Démission de Ginni Rometty : IBM se repositionne derrière Red Hat
Après huit ans de règne et 25 % de ventes en moins malgré ses efforts autour de Watson, la CEO d’IBM passe la main à une équipe bicéphale qui fera la part belle à l’activité de Red Hat dans le cloud hybride.
La patronne d’IBM, Ginni Rometty, démissionne. Elle sera remplacée en avril prochain au poste de CEO par Arvind Krishna, qui dirigeait jusque-là la division Cloud Computing. Cette annonce intervient au terme d’une année fiscale aux résultats timides, globalement en baisse de 3,1 % par rapport à l’année précédente.
Nommée à la tête d’IBM en 2012, Ginni Rometty restera comme la dirigeante qui aura ouvert la voie de l’analytique dopée à l’intelligence artificielle, en promouvant à bout de bras la marque Watson. Hélas, essuyer les plâtres dans ce domaine n’aura pas eu les effets de relance escomptés, puisque, en huit ans, les ventes d’IBM ont régressé de plus de 25 %.
« Le problème est qu’IBM n’avait rien de plus innovant à proposer à ce moment-là. Ginni Rometty a donc poussé toutes les équipes à lancer des produits Watson rapidement, quitte à sauter des étapes essentielles de finalisation, ce qui l’a empêchée de sécuriser l’avantage qu’IBM aurait pu avoir sur ses concurrents », commente l’analyste Charles King, du bureau Pund-IT, au micro de nos confrères de TechTarget USA.
« Car pendant ce temps, des fournisseurs, qui n’avaient pas de technologies aussi avancées, ont profité de la dynamique pour vendre des solutions mieux packagées commercialement : des commandes vocales, du Machine Learning… », ajoute-t-il.
Red Hat fer-de-lance du nouvel IBM
De son côté, Arvind Krishna est l’architecte du rachat de Red Hat, qui a eu lieu l’année dernière. Si, dans un premier temps, le marché avait vivement critiqué le coût considérable de cette acquisition – 34 milliards de dollars –, il s’est avéré que l’activité de l’éditeur Open source a eu un effet positif immédiat sur les résultats d’IBM. Au dernier trimestre, il s’agit d’ailleurs de la division qui progresse le plus, avec une hausse du chiffre d’affaires de 24 % en un an.
La dynamique de Red Hat est telle que la nouvelle direction d’IBM sera pour la première fois bicéphale. Arvind Krishna sera ainsi secondé par Jim Whitehurst, l’actuel dirigeant de Red Hat. Celui-ci sera promu en avril « président » d’IBM, ce qui correspond à un poste de directeur général. La nouvelle a été applaudie par le marché : le cours de l’action d’IBM a immédiatement grimpé de 5 % à la bourse de New York.
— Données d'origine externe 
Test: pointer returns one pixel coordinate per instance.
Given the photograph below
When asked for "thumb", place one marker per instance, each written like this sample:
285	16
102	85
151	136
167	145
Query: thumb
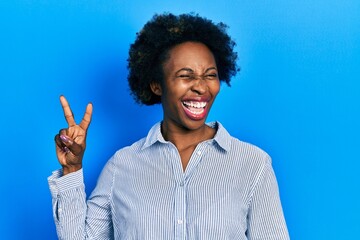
74	148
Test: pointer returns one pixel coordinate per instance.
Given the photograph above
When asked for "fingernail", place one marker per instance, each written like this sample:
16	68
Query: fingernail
66	149
65	139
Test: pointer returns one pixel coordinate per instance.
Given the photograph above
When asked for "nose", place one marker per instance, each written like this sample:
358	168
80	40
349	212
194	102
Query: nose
199	85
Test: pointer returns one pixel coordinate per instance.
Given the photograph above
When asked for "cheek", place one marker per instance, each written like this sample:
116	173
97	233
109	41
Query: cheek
214	88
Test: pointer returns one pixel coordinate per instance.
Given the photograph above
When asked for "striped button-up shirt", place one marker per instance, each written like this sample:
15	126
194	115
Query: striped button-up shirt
227	191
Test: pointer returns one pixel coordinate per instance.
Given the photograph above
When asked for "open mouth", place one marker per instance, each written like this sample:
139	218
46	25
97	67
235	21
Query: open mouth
195	110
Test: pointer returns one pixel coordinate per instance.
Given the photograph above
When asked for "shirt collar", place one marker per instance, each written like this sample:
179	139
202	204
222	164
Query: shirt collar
222	137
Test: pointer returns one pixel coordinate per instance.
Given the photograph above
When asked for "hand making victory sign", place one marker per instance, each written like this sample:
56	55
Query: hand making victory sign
71	141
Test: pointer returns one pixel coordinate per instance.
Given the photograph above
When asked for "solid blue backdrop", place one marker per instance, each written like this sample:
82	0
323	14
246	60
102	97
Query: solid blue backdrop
297	97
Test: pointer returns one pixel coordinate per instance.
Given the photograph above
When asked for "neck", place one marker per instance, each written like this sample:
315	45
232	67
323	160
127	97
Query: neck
183	138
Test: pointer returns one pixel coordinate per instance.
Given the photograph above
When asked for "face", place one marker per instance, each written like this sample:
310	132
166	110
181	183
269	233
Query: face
189	86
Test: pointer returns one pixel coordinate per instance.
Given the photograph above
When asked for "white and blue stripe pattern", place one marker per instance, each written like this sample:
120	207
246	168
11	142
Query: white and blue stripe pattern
228	191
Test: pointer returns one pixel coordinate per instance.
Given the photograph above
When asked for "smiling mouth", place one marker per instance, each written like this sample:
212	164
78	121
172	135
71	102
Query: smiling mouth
195	108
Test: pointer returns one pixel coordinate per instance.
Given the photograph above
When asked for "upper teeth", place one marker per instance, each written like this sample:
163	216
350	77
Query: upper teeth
195	104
« L’erreur d’IBM durant toutes ces années aura été de s’obstiner à vendre son cloud privé, au prétexte qu’il leur permettrait de fortifier leur base de clients installée. Ils n’ont pas vu venir le besoin de cloud hybride et n’ont pas voulu écouter ceux qui leur demandaient de s’ouvrir au reste du monde. Si bien que la relance ne pouvait venir que d’une culture extérieure », estime, au micro de nos confrères de TechTarget USA, Frank Dzubeck, directeur du bureau d’analystes Communications Network Architects.
Une culture de la marge, plus que du chiffre d’affaires
Frank Dzubeck dénonce en particulier le ratage de la relance d’IBM suite au rachat, pour 2 milliards de dollars, de SoftLayer en 2013, un acteur dont la technologie aura été utilisée, justement, pour bâtir le cloud privé d’IBM.
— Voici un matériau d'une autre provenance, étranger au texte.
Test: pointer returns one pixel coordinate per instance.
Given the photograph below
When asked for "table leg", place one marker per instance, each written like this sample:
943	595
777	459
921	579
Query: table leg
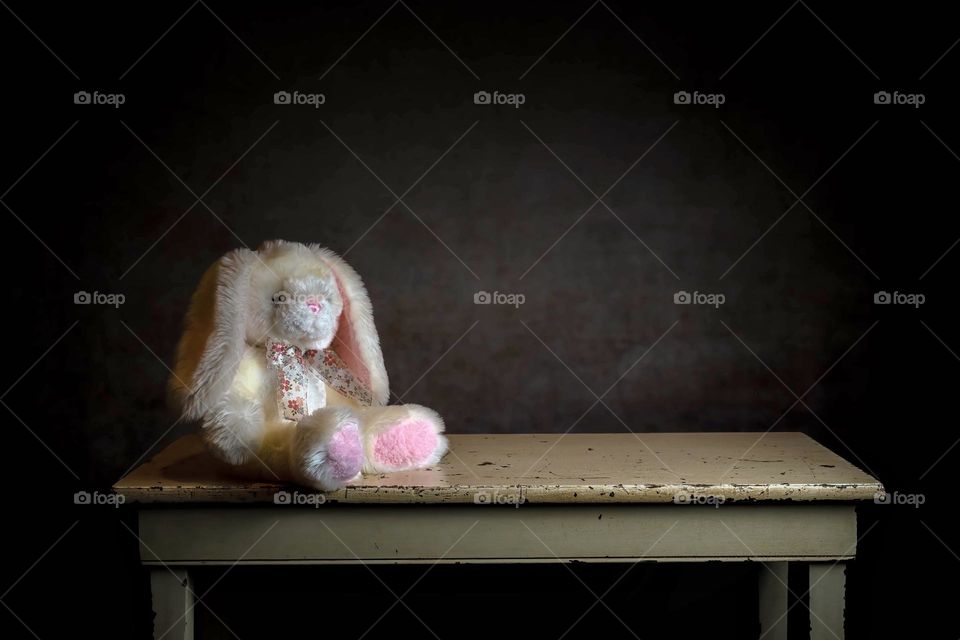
827	585
173	602
773	600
« Le fondateur de SoftLayer, Lance Crosby, avait des connexions avec le monde Open source. Il aurait pu impulser une nouvelle dynamique cloud. Mais toutes ses idées se sont heurtées à la vieille garde d’IBM, qui voulait faire les choses à sa façon. De fait, il a rapidement claqué la porte », raconte l’analyste.
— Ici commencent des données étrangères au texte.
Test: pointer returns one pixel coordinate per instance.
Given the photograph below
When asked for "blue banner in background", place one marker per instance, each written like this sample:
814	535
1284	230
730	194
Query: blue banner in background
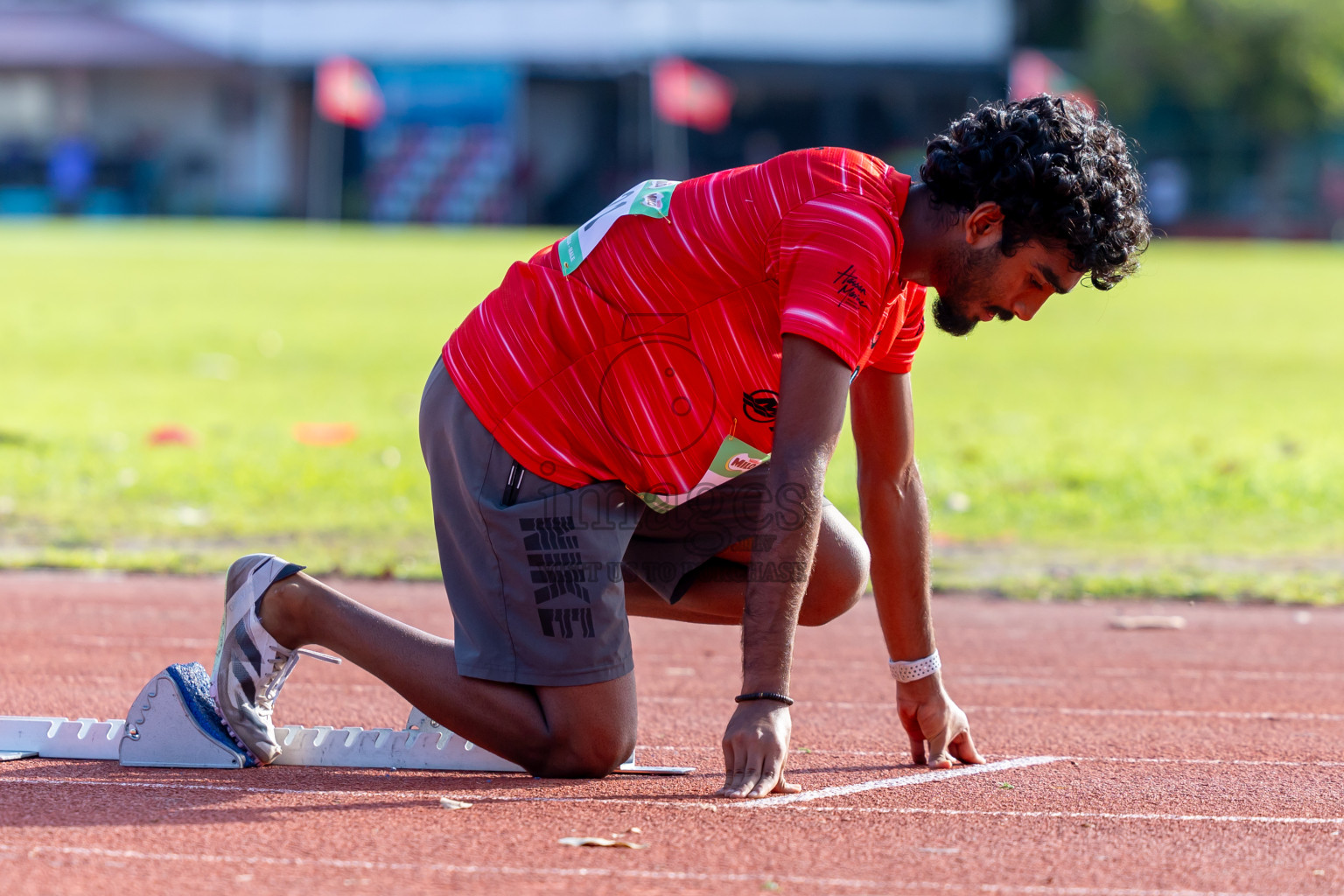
451	95
445	152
Charles King estime qu’IBM n’est pour autant pas encore sorti d’affaires. « Je suis convaincu, bien entendu, qu’IBM se félicite de générer plus de chiffre d’affaires grâce à Red Hat. Mais, fondamentalement, ce n’est pas encore la culture de ses actionnaires. Eux, préfèrent toujours, et de loin, que la compagnie génère plus de marge », indique-t-il. Il suggère que l’activité de Red Hat, qui consiste à vendre des licences pour que les entreprises puissent aller dépenser encore plus dans les clouds publics d’AWS, Azure ou Google, court toujours le risque d’être contrecarrée à un moment ou l’autre en haut lieu.